— С благополучным переходом, Владимир Михайлыч! — весело поздравил меня Федоров.

— И вас также. Да только мы-то ведь еще не перешли?

— А вот сейчас пароход придет, заберет. Монитор турецкий, говорят, недалеко; вон этот самоварчик на него приготовлен. — Он показал на миноноску. — Побито народа что, господи! — продолжал он, изменив голос. — Уж возили-возили с той стороны…

И он рассказал мне всем известные подробности систовского боя.

— Теперь наш черед. Перейдем на тот бок — турки навалятся… Ну, все-таки вышла отсрочка: мы-то живы, а вот те… — Он кивнул на стоявшую недалеко кучку солдат и офицеров, столпившихся вокруг невидимого предмета, на который все они смотрели.

— Что это такое?

— Убитых наших оттуда привезли. Подите, посмотрите, Михайлыч, страсть-то какая.

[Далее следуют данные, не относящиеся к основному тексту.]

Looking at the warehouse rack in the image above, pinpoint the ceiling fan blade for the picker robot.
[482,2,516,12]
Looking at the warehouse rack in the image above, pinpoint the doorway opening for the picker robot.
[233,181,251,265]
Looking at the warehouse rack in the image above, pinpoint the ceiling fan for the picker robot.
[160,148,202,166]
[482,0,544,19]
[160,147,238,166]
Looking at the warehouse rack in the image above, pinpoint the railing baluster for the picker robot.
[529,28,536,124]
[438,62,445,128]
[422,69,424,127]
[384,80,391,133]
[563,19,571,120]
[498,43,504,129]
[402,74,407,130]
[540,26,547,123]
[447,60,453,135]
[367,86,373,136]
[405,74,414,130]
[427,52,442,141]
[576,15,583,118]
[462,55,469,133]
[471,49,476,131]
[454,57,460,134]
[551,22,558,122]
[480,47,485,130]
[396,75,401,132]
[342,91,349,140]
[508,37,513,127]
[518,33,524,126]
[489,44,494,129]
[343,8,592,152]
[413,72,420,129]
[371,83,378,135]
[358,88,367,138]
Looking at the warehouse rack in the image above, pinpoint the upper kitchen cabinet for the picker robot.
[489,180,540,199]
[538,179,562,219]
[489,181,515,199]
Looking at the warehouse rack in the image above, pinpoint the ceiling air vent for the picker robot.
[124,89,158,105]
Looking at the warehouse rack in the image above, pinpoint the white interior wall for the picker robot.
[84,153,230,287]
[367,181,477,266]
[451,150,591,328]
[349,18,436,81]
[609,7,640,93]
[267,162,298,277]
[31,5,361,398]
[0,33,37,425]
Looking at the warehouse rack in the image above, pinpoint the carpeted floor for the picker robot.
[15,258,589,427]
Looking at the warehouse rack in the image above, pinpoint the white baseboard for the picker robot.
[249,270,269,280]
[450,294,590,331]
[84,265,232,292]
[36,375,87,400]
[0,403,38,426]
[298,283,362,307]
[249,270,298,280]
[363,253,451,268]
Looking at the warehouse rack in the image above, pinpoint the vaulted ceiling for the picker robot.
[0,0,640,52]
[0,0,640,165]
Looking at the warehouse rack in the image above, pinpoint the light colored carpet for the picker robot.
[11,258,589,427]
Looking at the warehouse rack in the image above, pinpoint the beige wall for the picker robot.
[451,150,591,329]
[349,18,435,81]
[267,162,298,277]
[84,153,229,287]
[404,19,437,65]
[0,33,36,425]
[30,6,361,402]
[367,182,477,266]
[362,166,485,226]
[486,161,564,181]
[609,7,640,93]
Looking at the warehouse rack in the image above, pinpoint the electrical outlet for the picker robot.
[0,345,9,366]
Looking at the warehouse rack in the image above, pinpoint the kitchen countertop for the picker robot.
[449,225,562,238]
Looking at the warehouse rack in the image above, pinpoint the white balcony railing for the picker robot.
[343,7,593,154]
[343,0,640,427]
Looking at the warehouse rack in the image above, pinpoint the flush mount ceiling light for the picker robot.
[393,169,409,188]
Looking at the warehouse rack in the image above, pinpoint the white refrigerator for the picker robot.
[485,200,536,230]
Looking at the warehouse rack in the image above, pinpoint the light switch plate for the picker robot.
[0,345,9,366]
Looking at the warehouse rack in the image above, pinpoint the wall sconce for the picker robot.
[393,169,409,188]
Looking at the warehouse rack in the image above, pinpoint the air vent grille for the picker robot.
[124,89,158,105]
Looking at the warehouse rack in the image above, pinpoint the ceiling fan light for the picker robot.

Я подошел к кучке. Все, молча и сняв шапки, смотрели на лежавшие рядом на песке тела. Иван Платоныч,

Стебельков и Венцель тоже были здесь. Иван Платоныч сердито нахмурился, кряхтели отдувался; Стебельков с наивным ужасом вытягивал из-за его плеча тонкую шею; Венцель стоял, глубоко задумавшись.

Лежавших на песке было двое. Один — рослый, красивый гвардеец Финляндского полка, из сборной гвардейской полуроты, той самой, которая потеряла во время атаки половину людей. Он был ранен в живот и, должно быть, долго мучился до смерти. Тонкий отпечаток чего-то одухотворенного, изящного и нежно-жалобного оставило страдание на его лице. Глаза были закрыты, руки сложены на груди. Сам ли он перед смертью принял это положение или товарищи позаботились о нем? Его вид не возбуждал ужаса и отвращения, а только бесконечную жалость к погибшей, бившей ключом жизни.